Sorge developed a reputation for knowing a great deal about his adopted homeland, and it was not all an act. He was genuinely fascinated by Japan and proud of being regarded as a leading expert on the country—which had the added benefit of providing camouflage for his spy work. Mr. Matthews tells us that he passed along secrets that he picked up from Japanese members of his spy ring to Ott, who considered Sorge his right-hand man. In turn, the ambassador told him all about Germany’s efforts to entice Japan into joining the attack on the Soviet Union, which Hitler had invaded in June 1941.
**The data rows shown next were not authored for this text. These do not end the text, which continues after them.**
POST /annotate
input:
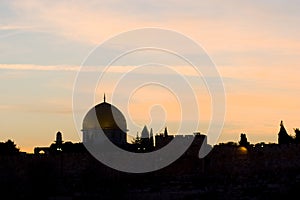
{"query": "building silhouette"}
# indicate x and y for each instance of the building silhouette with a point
(233, 170)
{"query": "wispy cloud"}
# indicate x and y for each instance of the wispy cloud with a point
(26, 67)
(13, 27)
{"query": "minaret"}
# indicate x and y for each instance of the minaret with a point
(151, 142)
(166, 132)
(58, 138)
(145, 133)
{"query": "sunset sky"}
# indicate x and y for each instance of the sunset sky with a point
(255, 46)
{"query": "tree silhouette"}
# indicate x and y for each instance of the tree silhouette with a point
(297, 136)
(9, 148)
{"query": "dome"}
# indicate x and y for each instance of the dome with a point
(104, 116)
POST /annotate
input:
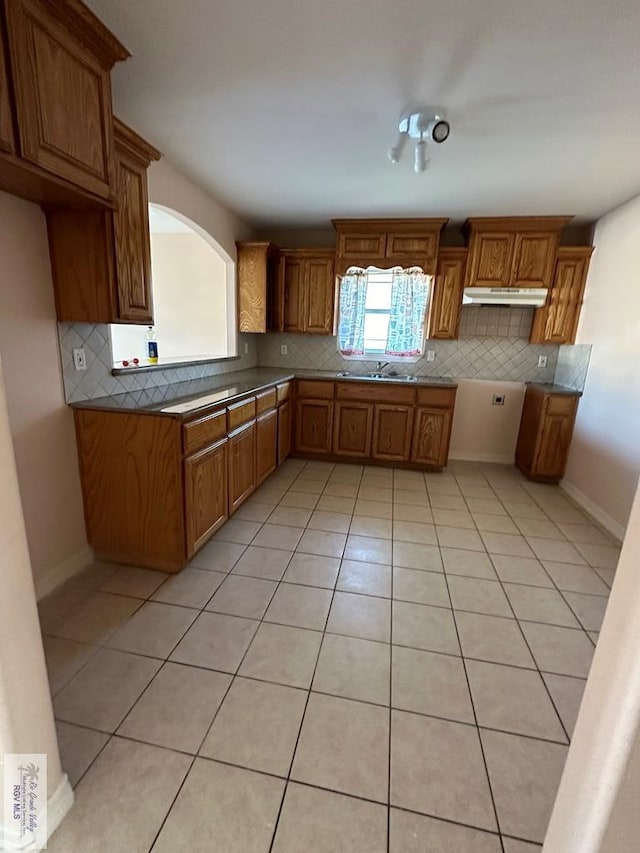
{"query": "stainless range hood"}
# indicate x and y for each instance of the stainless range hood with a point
(516, 296)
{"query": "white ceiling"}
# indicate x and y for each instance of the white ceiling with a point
(284, 110)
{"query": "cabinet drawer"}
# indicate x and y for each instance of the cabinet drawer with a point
(375, 391)
(284, 391)
(315, 388)
(240, 413)
(204, 431)
(265, 400)
(561, 405)
(438, 397)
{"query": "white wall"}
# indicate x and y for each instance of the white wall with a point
(169, 188)
(41, 424)
(604, 462)
(596, 810)
(189, 302)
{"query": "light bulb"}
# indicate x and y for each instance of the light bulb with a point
(420, 161)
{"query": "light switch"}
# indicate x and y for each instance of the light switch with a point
(79, 359)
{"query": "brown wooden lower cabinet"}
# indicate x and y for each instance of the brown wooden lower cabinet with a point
(314, 422)
(431, 434)
(266, 445)
(546, 430)
(387, 423)
(242, 465)
(392, 427)
(206, 494)
(353, 425)
(284, 431)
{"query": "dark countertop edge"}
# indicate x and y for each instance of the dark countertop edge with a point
(230, 379)
(172, 365)
(552, 388)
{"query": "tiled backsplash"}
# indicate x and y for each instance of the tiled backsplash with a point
(573, 364)
(501, 358)
(97, 381)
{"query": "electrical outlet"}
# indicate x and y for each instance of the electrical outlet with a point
(79, 359)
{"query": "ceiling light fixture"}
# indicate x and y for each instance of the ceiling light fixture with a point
(427, 122)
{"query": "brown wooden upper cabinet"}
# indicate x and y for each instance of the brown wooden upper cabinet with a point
(60, 56)
(7, 139)
(514, 251)
(446, 299)
(100, 260)
(387, 243)
(557, 321)
(309, 290)
(260, 287)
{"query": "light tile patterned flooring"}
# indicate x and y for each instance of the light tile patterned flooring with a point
(361, 660)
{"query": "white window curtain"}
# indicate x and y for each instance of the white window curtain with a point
(353, 297)
(409, 297)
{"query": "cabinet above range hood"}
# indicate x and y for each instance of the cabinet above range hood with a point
(515, 296)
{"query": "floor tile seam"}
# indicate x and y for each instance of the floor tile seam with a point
(475, 717)
(303, 716)
(536, 665)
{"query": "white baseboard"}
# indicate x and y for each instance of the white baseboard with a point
(499, 458)
(58, 805)
(596, 512)
(56, 576)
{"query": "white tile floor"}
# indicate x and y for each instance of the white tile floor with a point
(362, 659)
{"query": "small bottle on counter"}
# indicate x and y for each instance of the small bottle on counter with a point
(152, 346)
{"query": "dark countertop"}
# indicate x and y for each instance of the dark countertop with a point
(550, 388)
(181, 399)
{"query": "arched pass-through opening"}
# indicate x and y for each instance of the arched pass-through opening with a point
(193, 284)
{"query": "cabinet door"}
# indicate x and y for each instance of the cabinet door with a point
(242, 465)
(392, 427)
(132, 251)
(294, 307)
(490, 257)
(361, 246)
(63, 98)
(352, 429)
(406, 245)
(553, 447)
(266, 445)
(534, 256)
(557, 322)
(431, 433)
(205, 483)
(284, 431)
(314, 422)
(446, 301)
(319, 283)
(7, 142)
During the Battle of Moscow in late 1941, when it appeared that the city would fall to the invaders, Stalin desperately needed to know whether he could redeploy many of his troops stationed in the Soviet Far East to defend the capital. If he miscalculated, such a redeployment could make Siberia a more exposed—and tempting—target for Japan. But if Japan’s leaders were more intent on a takeover of Southeast Asia and a confrontation with the United States, Stalin could safely shift his forces.

Stalin despised Sorge. The spy’s worst offense: He had repeatedly warned of Hitler’s plans to invade Russia at a time when Stalin was dismissing all such reports as disinformation meant to sabotage the Nazi-Soviet Pact. But when Moscow was in danger, Stalin had to rely on his master spy to provide him with the answers he needed.

By August 1941, the Japanese members of Sorge’s spy ring could confirm that Tokyo was planning to send its forces south rather than to Siberia. Ott conceded to Sorge that he had failed to persuade the Japanese to join in the invasion of Russia. As a result of Sorge’s assurances, Stalin could redeploy about half of his troops from the east—providing a critical component of the successful defense of Moscow.

On occasion, Mr. Matthews overstates his case. He insists, for example, that if Japan had attacked Russia in 1941, it would have “spelt the end of Stalin’s regime.” But after Stalin recovered from the initial shock of Hitler’s invasion, he rallied his countrymen and prepared for a war of attrition that would have continued even if Moscow had fallen. The war almost certainly would have lasted longer in that case, but it’s highly debatable that German and Japanese forces could have prevailed in the end. Still, Mr. Matthews is right that Sorge’s actions had a huge impact.

At the moment of Sorge’s biggest triumph, the Japanese police finally rounded up the members of his spy ring. On Oct. 19, 1941, they arrested Sorge—who soon broke down and confessed, providing riveting details of his double life. Mr. Matthews is wary of reports that Tokyo repeatedly tried to interest Moscow in a prisoner exchange for Sorge, noting the lack of documentation in Japan’s archives. But Stalin certainly had no interest in rescuing the spy who had done so much to help him.

Richard Sorge was hanged in Tokyo on Nov. 7, 1944, which happened to be the 27th anniversary of the Bolshevik Revolution. In 1964, he was posthumously awarded the title of Hero of the Soviet Union. Since then, his legend has only grown.

Mr. Nagorski is a former Newsweek foreign correspondent and the author, most recently, of “1941: The Year Germany Lost the War.”